McLaren Group CEO Ron Dennis has taken responsibility for not resolving Jenson Button's future sooner as the veteran driver now appears on the brink of remaining in Formula 1.
Following the Singapore Grand Prix a week ago Button dropped a hint he could quit F1 as he spoke of a lack of "joy" and having made a decision over 2016.
Dennis has now suggested Button's doubts were because the 35-year-old had been given no indication whether the option in his contract to end the partnership would be applied.
Following discussions this week, Button has been given reassurances by Dennis he is wanted for 2016.
"Jenson has a two-year contract," said Dennis, who has been struggling this week with a virus that confined him to his hotel room for a while while on business in Tokyo.
"The only thing is I should have taken away any doubt over our commitment to him earlier than I did.
"I didn't speak to him until Thursday. It would have been more constructive if he'd known I had no intention of exercising our option to terminate.
"But these sorts of decisions are not mine and mine alone. They have to be supported by the shareholders, and as much as I hate consensus, I informed Jenson accordingly.
"I could have done it a couple of days earlier. If I had I don't think it would have been an issue now."
Suggested it was now a given Button would stay, Dennis replied: "The position he found himself in, like any relationship, whether it's a human relationship or any partnership, you need to know the other party wants you.
"I took that doubt away, doubt I don't think was constructive to his thinking."
It is understood the ball is now back in Button's court, and he has to decide whether to see out his contract or walk away.

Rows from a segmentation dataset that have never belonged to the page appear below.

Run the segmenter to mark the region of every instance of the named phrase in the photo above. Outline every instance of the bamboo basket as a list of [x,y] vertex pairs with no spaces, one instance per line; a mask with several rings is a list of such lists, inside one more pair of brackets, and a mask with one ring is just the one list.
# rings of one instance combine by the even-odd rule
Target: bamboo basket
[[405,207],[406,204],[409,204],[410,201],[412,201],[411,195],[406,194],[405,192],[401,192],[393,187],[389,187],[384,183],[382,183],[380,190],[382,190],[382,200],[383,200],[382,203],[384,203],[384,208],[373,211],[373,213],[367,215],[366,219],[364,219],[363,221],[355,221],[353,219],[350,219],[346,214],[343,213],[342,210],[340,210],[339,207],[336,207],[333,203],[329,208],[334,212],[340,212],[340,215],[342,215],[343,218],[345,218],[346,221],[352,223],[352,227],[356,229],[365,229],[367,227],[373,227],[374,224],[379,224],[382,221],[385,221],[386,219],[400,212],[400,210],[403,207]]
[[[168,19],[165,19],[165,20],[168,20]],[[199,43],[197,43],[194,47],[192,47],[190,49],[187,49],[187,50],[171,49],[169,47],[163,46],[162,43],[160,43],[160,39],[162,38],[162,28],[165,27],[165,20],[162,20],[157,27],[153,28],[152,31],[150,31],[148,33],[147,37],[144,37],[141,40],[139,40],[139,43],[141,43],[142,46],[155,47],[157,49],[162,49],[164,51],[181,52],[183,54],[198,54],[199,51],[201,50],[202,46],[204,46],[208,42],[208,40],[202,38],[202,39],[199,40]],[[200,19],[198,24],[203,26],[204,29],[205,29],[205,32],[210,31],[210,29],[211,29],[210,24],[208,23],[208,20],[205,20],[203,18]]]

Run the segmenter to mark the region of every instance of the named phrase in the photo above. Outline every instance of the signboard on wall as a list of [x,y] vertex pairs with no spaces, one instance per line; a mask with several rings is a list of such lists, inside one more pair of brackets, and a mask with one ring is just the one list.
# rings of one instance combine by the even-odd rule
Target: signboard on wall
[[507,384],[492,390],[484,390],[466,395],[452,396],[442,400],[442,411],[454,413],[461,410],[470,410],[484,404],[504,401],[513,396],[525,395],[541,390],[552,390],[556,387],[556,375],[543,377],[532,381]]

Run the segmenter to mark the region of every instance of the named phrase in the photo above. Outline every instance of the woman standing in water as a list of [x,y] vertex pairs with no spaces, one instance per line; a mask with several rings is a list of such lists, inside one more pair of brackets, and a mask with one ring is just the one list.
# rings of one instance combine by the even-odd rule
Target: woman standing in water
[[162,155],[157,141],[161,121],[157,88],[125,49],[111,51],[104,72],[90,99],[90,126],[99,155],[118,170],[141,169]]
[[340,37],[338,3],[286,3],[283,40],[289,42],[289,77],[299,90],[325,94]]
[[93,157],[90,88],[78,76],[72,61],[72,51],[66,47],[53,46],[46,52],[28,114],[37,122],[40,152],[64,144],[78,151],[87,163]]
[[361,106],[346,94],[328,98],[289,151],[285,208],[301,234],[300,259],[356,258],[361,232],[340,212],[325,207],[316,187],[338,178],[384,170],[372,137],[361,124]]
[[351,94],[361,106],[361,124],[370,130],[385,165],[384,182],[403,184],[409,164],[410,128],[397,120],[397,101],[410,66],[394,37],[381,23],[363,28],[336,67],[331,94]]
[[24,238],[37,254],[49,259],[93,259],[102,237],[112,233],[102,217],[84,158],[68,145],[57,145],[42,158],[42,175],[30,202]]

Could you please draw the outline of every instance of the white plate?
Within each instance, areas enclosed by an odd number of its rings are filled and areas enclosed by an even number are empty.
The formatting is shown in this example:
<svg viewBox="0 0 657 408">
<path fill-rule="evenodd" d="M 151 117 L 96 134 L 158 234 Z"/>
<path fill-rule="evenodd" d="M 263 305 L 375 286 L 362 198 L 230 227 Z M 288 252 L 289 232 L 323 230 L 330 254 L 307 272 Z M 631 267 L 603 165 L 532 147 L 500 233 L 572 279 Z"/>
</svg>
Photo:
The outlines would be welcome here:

In Japan, it proved to be another uncomfortable race, with Button 16th and a lap down at Honda's home track Suzuka.
He said: "It was a tough weekend in front of the whole of Honda and all the fans we have here.
"It was always going to be difficult because we want to succeed in front of them. We are doing our best, but our best isn't good enough at the moment.
"We've a lot of work to do. I think it's so tough for us because we're so used to fighting at the front.
"Now it's not fighting. It's like a samurai warrior without his armour and sword. It's very difficult."